Mark Baker wrote:
>
> On 6/4/07, Anne Thomas Manes <[EMAIL PROTECTED] 
> <mailto:atmanes%40gmail.com>> wrote:
> > As you've clearly pointed out here, the Amazon POX/HTTP services are 
> not RESTful.
>
> Thanks for your (belated 8-) support for REST Anne, but Amazon's
> services *are* RESTful.
>
> Mark.
>
>
> .
Mark,

Anne got this info from me.  Recently I informed her and others that S3 
was RESTful, but that ECS and EC2 were not.

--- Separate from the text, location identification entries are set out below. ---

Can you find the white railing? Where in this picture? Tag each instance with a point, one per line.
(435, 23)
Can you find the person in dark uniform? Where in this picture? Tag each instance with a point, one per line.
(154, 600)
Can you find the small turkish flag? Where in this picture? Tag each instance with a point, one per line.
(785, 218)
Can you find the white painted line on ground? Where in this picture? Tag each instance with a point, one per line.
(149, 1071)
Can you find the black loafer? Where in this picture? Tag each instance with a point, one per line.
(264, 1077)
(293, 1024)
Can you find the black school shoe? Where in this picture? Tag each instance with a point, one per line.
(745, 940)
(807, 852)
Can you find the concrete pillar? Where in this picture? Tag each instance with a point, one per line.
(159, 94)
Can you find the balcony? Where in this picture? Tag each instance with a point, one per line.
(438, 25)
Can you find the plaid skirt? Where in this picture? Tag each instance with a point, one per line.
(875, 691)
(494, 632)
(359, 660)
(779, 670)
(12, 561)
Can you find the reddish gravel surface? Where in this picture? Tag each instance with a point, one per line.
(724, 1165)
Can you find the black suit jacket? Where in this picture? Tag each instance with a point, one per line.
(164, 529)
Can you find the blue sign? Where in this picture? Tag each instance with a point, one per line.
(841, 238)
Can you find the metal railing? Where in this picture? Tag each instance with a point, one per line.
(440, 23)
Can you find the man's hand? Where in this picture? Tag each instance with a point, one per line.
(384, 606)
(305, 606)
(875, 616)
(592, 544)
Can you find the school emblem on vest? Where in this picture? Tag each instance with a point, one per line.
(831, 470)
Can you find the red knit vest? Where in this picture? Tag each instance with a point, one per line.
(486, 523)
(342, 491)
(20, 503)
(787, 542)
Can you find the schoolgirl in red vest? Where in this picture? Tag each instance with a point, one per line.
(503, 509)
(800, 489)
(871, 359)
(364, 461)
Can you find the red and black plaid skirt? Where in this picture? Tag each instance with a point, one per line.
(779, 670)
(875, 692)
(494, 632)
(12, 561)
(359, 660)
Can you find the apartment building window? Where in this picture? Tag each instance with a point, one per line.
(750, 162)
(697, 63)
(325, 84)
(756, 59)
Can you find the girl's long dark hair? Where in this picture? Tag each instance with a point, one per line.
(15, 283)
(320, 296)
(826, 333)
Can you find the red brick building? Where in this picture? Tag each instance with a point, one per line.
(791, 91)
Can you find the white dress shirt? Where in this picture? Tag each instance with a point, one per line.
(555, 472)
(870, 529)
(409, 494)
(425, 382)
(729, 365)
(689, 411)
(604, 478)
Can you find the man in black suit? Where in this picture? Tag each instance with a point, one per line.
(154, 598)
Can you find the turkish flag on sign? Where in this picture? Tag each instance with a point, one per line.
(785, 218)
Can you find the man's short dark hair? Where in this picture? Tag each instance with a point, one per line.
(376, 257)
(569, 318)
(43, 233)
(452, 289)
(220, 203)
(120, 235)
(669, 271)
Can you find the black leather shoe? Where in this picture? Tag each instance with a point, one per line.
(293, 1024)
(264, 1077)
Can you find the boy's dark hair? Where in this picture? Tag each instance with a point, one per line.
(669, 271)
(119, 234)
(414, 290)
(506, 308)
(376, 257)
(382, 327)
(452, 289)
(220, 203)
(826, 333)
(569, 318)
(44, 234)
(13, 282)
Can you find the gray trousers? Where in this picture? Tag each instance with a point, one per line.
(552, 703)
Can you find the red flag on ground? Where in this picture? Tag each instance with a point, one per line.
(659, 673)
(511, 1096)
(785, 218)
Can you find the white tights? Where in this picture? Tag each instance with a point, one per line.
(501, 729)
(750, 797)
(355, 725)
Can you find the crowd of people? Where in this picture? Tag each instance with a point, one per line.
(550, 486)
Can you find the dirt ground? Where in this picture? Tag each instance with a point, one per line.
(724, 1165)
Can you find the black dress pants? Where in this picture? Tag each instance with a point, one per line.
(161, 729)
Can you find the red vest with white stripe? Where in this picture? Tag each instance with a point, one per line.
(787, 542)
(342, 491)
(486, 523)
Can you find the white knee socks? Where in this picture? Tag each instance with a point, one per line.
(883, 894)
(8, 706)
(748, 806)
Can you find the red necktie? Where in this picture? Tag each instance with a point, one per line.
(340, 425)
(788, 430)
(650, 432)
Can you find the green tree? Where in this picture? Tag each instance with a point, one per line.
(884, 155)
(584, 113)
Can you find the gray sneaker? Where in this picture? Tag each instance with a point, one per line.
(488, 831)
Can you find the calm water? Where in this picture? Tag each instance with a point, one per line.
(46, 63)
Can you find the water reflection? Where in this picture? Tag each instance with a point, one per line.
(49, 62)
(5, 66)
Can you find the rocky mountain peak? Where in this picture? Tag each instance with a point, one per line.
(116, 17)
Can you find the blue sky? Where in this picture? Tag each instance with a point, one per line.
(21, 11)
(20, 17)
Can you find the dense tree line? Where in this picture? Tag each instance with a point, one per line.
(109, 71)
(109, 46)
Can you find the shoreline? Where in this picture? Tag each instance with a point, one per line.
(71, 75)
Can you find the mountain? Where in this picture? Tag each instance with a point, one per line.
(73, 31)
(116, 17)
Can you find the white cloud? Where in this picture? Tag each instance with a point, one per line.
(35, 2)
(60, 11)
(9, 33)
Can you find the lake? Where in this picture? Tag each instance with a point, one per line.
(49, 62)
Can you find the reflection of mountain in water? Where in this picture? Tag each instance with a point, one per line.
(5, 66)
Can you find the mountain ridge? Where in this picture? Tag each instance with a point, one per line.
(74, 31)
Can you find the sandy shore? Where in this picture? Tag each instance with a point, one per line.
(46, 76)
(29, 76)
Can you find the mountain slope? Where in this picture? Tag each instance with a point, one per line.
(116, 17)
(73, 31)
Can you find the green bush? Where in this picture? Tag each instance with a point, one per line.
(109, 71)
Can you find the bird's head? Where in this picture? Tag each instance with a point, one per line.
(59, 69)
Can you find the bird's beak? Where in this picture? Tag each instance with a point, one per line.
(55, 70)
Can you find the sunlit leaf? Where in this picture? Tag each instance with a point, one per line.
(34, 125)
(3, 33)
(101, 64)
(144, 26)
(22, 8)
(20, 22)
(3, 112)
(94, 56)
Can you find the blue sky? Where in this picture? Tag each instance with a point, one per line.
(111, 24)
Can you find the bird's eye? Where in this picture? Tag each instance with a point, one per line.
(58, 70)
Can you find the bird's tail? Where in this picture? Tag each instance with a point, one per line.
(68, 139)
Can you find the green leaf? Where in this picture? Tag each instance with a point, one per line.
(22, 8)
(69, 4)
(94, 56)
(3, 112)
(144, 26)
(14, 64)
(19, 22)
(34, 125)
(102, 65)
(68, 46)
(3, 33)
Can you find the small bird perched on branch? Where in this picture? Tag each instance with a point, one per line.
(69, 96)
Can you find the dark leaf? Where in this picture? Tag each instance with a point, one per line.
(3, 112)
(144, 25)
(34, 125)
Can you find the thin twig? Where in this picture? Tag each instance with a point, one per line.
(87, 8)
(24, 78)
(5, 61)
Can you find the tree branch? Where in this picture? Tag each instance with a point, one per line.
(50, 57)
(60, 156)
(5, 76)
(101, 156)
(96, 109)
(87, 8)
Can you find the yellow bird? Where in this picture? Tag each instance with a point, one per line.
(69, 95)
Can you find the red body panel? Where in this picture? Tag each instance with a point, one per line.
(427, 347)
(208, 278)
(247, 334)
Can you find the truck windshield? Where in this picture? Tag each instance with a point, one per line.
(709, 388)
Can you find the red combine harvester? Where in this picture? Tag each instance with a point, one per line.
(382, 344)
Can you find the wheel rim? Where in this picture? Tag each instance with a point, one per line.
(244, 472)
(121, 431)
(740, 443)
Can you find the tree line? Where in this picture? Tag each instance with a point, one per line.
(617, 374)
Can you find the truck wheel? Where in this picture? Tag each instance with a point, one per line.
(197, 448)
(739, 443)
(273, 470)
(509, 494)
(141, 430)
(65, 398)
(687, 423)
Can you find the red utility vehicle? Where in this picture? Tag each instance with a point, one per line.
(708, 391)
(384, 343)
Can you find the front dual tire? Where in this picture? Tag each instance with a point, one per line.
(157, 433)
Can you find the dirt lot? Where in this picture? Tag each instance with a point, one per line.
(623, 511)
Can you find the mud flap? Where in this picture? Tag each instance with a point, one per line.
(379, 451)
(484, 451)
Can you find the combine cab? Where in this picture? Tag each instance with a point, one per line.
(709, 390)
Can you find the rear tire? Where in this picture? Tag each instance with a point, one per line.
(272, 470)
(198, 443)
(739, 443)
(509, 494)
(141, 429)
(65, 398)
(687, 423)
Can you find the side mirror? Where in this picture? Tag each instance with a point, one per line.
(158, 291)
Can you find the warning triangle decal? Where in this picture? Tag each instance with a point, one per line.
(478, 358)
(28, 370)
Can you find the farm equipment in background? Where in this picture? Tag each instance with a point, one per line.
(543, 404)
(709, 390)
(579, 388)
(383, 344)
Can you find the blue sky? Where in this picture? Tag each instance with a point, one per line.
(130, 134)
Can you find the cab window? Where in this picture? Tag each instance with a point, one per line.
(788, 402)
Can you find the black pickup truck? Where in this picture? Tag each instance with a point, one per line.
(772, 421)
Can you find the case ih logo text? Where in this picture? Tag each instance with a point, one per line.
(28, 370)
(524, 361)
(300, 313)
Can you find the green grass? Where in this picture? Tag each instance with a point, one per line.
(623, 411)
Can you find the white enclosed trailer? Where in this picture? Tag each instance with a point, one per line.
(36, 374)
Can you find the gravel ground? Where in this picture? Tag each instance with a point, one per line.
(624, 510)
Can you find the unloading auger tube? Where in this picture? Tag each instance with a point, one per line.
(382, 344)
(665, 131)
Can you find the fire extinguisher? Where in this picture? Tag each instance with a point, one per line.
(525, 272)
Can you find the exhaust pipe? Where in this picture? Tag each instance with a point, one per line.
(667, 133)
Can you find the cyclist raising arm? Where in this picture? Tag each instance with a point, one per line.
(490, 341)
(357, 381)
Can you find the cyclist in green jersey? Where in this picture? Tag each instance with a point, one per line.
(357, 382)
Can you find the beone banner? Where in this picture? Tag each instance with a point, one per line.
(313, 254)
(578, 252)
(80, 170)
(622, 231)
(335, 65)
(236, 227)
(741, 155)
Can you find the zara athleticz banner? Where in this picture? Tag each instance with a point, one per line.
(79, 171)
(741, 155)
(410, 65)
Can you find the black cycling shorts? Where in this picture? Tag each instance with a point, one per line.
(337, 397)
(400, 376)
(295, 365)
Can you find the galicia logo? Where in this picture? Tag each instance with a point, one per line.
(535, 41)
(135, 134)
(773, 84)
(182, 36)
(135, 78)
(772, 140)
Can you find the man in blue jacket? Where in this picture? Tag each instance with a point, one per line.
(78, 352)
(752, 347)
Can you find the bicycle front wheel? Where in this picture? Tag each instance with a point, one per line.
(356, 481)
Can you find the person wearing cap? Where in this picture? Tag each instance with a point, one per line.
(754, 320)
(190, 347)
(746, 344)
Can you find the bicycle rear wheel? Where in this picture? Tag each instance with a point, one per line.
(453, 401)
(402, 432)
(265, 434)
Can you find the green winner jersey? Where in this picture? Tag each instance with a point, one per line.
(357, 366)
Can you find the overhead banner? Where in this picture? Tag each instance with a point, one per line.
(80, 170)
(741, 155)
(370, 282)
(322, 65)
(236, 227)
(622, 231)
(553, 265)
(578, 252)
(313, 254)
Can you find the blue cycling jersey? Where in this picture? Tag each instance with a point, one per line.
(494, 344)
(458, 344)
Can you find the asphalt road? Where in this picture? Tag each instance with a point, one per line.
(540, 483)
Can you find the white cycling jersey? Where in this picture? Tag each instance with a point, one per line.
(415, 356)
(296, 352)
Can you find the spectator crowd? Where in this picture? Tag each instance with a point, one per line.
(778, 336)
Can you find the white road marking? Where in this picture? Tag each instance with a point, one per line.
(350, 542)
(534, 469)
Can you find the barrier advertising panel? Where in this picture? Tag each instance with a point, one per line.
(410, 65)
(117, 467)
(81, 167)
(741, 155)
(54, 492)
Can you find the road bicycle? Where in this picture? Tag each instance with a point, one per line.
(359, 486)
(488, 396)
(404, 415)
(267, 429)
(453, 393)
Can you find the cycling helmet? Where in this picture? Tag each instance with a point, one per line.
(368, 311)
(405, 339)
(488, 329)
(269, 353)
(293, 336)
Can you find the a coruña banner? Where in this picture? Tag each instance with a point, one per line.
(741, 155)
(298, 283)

The ECS (E-Commerce Service) "REST" API specifies a single URL:

http://ecs.amazonaws.com/onca/xml?Service=AWSECommerceService

onto which are tacked the operation name and various parameters.  Now, 
as Sam Ruby recently pointed out, this is not a surefire guarantee that 
the application is not RESTful, but if GETting one of those URIs changes 
server side state, then they are not RESTful.  In Amazon's case, there 
are URI-based operations to create a remote shopping cart, add items to 
the cart, and update items in the cart.  Thus ECS does not have a 
uniform interface -- everything is tunneled over GET (or POST); is not 
cacheable; does not have self-descriptive messages; does not manipulate 
state via representations; and, in the case of using POST instead of 
GET, does not have identifiable resources,

For EC2 (the Elastic Compute Cloud) it's the same thing.  In fact, 
Amazon calls the EC2 REST-RPC hybrid interface the "Query API" and 
promises a true REST API sometime in the future.